This package provides a python implemention to fit a Gaussian copula model, on continuous, ordinal and binary mixed data with missing values. The user could either fit a full rank Gaussian copula model [1] or a low rank Gaussian copula model [2], which builds upon the PPCA model in a latent space. The package also includes the mini-batch and online implementation of the full rank Gaussian copula model [3], which can accelerate the training process and adapt to a changing distribution in the streaming data. The fitted model can be used for missing value imputation, latent correlation learning and latent correlation change detection.
The easiest way is to install using pip: pip install GaussianCopulaImp
There are two different models available for use: the standard Gaussian copula model and the low rank Gaussian copula model. When working with skinny datasets (small p), the standard Gaussian copula model is preferred. In contrast, the low rank Gaussian copula model is recommended when working with wide datasets (large p).
There are three training options for the standard Gaussian copula model: standard offline training, mini-batch offline training and mini-batch online training. In short, mini-batch offline training is often much faster than the standard offline training, by using more frequent model updates. Online training is designed for the streaming data scenario when data comes at different time points or the data distribution is changing over time. Parallelism is now supported for all training options with the standard Gaussian copula model for further acceleration.
For low rank Gaussian copula model, only standard offline training without parallelism is supported at this moment. Parallelism will be supported soon. The development of mini-batch training (both offline and online) is nontrivial.

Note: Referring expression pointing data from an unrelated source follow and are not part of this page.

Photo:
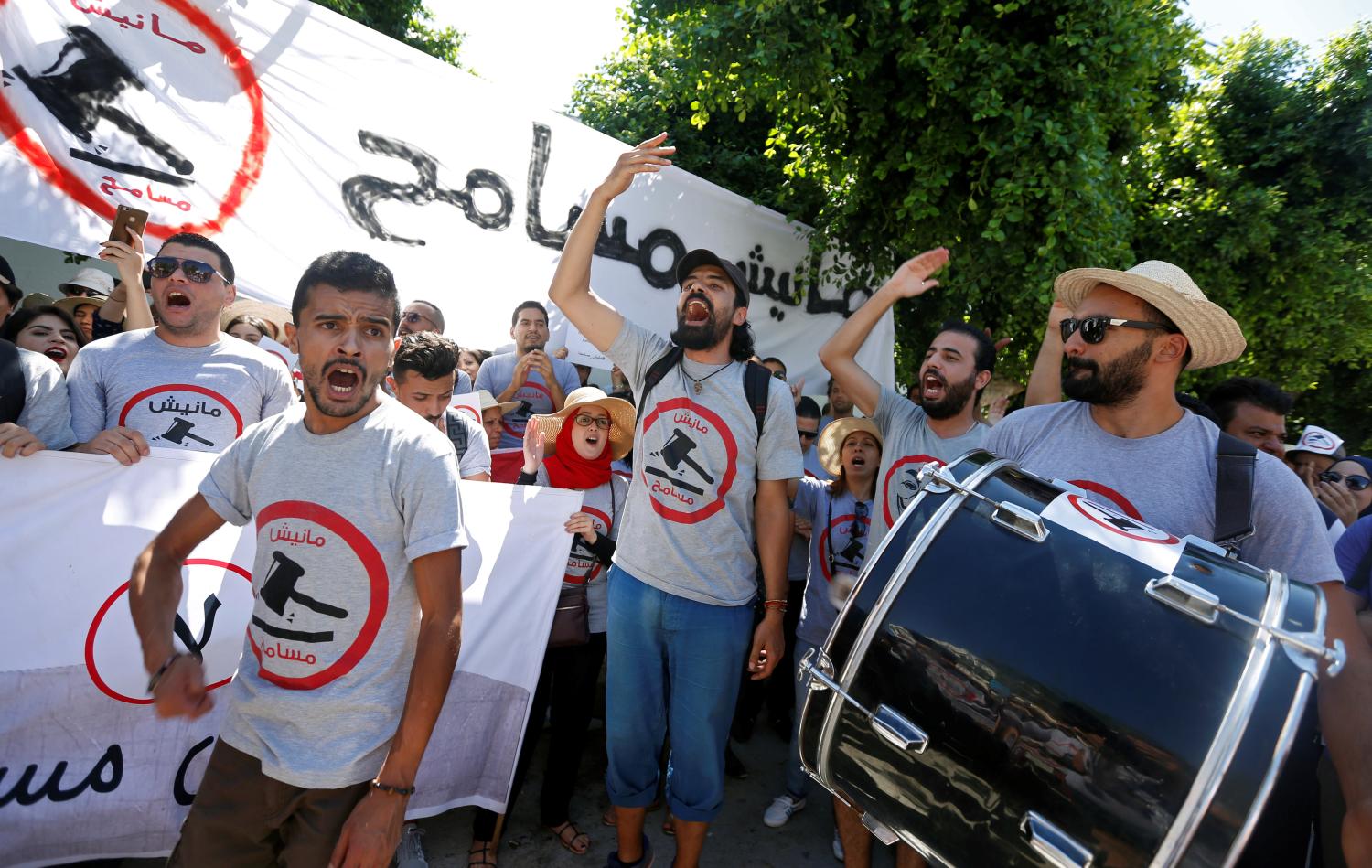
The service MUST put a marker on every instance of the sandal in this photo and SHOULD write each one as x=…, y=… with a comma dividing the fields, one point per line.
x=483, y=849
x=570, y=843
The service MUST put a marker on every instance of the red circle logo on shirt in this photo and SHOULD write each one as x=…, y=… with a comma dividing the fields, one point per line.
x=681, y=477
x=305, y=632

Please contact the authors if you are interested in collaboration for developing those functionalities.
Please also see below for more detailed dicussions on how to select the model and training option that works best for your purpose.
Both the standard Gaussian copula model (GC for short) and the low rank Gaussian copula model (LRGC for short) estimate a copula correlation matrix of size p by p for p variables. The difference is that LRGC imposes a low rank structure on the latent correlation matrix such that the number of free parameters is O(pk), with a specified low rank k. In contrast, GC has O(p^2) free parameters.
GC is recommended in the classical setting where the number of samples is much larger than the number of variabels, i.e. n>>p. For high-dimensional setting (p>n or large p), LRGC is recommended because (1) the estimated copula correlation matrix will be singular when p>n; (2) the O(np^3) time complexity of GC may be too expensive for large p, while LRGC only has O(npk^2) time complexity with a small specified rank k.
Most of our experiments have at least around 200 samples points (n>200). There may be some problematic behavior when n is very small, since the copula marginal estimation accuracy depends on n. Please report any bugs you encounter!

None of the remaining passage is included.